Pedro José nació el 6 de marzo de 1878 en Casseneuil-sur-Lot, Francia. Era el segundo vástago de una familia de agricultores bien avenidos. La naturaleza no fue pródiga con él y quizá por eso pasaba desapercibido en todos los órdenes. Tanto en el aspecto físico como en el intelectual y social no se podían atisbar en su persona esos dones que resultan atractivos a los demás, y que pueden convertirse también en instrumento apostólico: simpatía, don de gentes, inteligencia, etc. Pero lo que la vida le hurtó estaba compensado espiritualmente por su gran sensibilidad. Y la atracción que experimentaba hacia todo elemento religioso hizo de él un excelso modelo en su forma de perseguir la perfección. Tenía mucho camino recorrido para ello: sencillez, humildad, abnegación, amabilidad… Una de sus dificultades era la falta de memoria. Además, se apreciaban en él inseguridades personales, dudas y tendencia al desánimo. Lidió con ellas, lo hizo con fuerza.

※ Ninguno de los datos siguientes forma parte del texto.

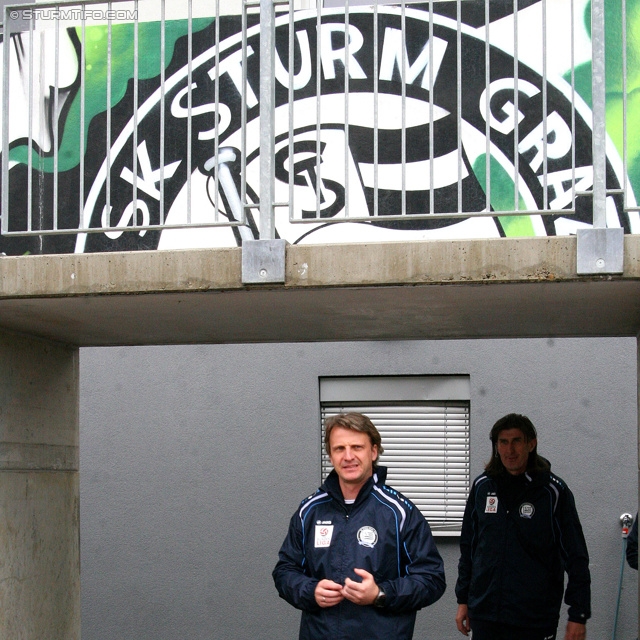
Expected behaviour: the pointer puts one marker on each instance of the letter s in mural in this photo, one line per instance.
(432, 121)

Cursó estudios con los Hermanos de la Salle en su localidad natal y poco a poco se afianzó su llamada al sacerdocio, esa que introdujo en sus juegos infantiles ensayando cómo decir misa en los altares que construía. Hubo dos personas fundamentalmente que le ayudaron y le sostuvieron en su peregrinar. Una de ellas fue el párroco P. Filhol quien, al igual que los salesianos, se había percatado de que era propenso a la oración, de su tendencia al silencio, su fervor por la Eucaristía y el amor a María y a la liturgia, entre otros signos de piedad que le caracterizaron. Consciente de las dificultades que su escasa retentiva le creaba, a pesar del esfuerzo que el beato puso por avanzar en los estudios, el sacerdote le prestó asistencia a través de un vicario. Pero era insuficiente para que las puertas del seminario se le abrieran al muchacho. Por eso le habló de la Trapa; estaba seguro de que era idónea para alguien de su peculiaridad.

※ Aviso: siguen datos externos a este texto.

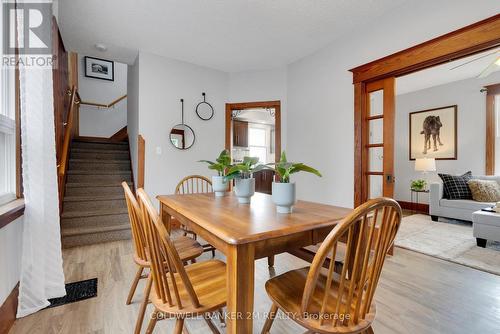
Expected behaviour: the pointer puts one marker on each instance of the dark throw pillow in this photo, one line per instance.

Con 16 años, acompañado por él, Pedro José ingresó en la abadía cisterciense de Santa María del Desierto, de Toulouse. El maestro de novicios P. André Mallet percibió ese mismo día que se hallaba ante una persona especial, limpia, sincera e inocente, que verdaderamente buscaba a Dios. Trazando la señal de la cruz sobre su frente, le dijo: «¡Confía! Yo te ayudaré a amar a Jesús».